Una delle eredità di No Time to Die potrebbe essere una 007 donna, un privilegio meritato sul campo, che mostra una maturità della saga nel dare alle donne un ruolo diverso all’interno del mito della spia britannica, disgiungendo anche 007 da James Bond. Pur presentandosi come una spy story moderna, il Bond di Craig ha dato anche segnali abbastanza in linea con la tradizione nel ritrarre donne che hanno dovuto fare passi indietro perché non all’altezza, come nel caso di Eve Moneypenny (Naomie Harris) in Skyfall, passata dell’essere un probabile DoppioZero a segretaria del nuovo M, Mallory (un sempre composto Ralph Fiennes). Certo, Moneypenny in questo suo ruolo ha dato un’impostazione differente al celebre rituale di giocosa seduzione tra Bond e la segretaria del suo capo, ma lascia comunque la sensazione di voler porre Eve su un piano inferiore rispetto a James (‘questa vita non è fatta per tutti’).

In No Time to Die, le due spalle femminili della spia britannica si rivelano invece in grado di tenere testa al più esperto Bond. Non solo Nomi si dimostra all'altezza delle aspettative, ma anche l'agente della C.I.A., Paloma (Ana de Armas) mostra una sua personalità ben definita, capace di tenere testa al mito di Bond. Apparentemente ingenua, con un umorismo fatta di involontarietà e di dolcezza, oltre che di una sensualità contenuta ma innegabile, rendono la giovane cubana una figura ben definita e appassionante. Ma a tenere vivo il mito del DoppioZero è quella, che almeno all'interno della trama di No Time to Die, è l'erede designata di 007.

Nomi, infatti, viene finalmente presentata come sua pari. Riesce a sorprenderlo, usa la sua familiare seduzione come arma contro di lui e dimostra di avere tutte le competenze per essere una 007 donna a cui possiamo affezionarci.
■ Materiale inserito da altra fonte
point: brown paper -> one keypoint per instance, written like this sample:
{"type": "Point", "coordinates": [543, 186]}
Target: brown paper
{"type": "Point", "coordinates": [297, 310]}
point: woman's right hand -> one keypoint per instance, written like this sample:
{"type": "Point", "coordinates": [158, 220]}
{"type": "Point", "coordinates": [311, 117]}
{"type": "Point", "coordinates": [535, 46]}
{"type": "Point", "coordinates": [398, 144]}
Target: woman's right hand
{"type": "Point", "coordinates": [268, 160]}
Lo stesso Craig ha recentemente affermato con non avrebbe senso un James Bond donna, ma che è necessario creare nuovi personaggi femmili a sé stanti, valorizzati per la loro natura e non perché versione in gonnella di archetipi maschili. Soprattutto, perché James Bond, come concept e ruolo, è inevitabilmente uomo e tale deve restare, o si tratterebbe di tradire lo spirito del personaggio.

Discorso differente per una 007 donna, che nel mondo contemporaneo avrebbe una sua ragione d’essere coerente, se ben scritta e non resa vittima di una sindrome da James Bond, che la veda sempre costretta a doversi paragonare con il suo predecessore. Ci hanno già pensato i diversi interpreti di James Bond a sopportare questa continua competizione, ora sarebbe meglio andare oltre, aprirsi a una differente concezione di 007 che lo vede finalmente separato da James Bond. E Nomi è pronta a raccogliere questa eredità, in No Time to Die lo ha sia dimostrato che tacitamente già fatto. E chissà che un giorno non molto lontano potremmo vedere 007 uscire dal mare, sfilandosi la muta da sub e sfoggiare un bellissimo abito da sera con strascico.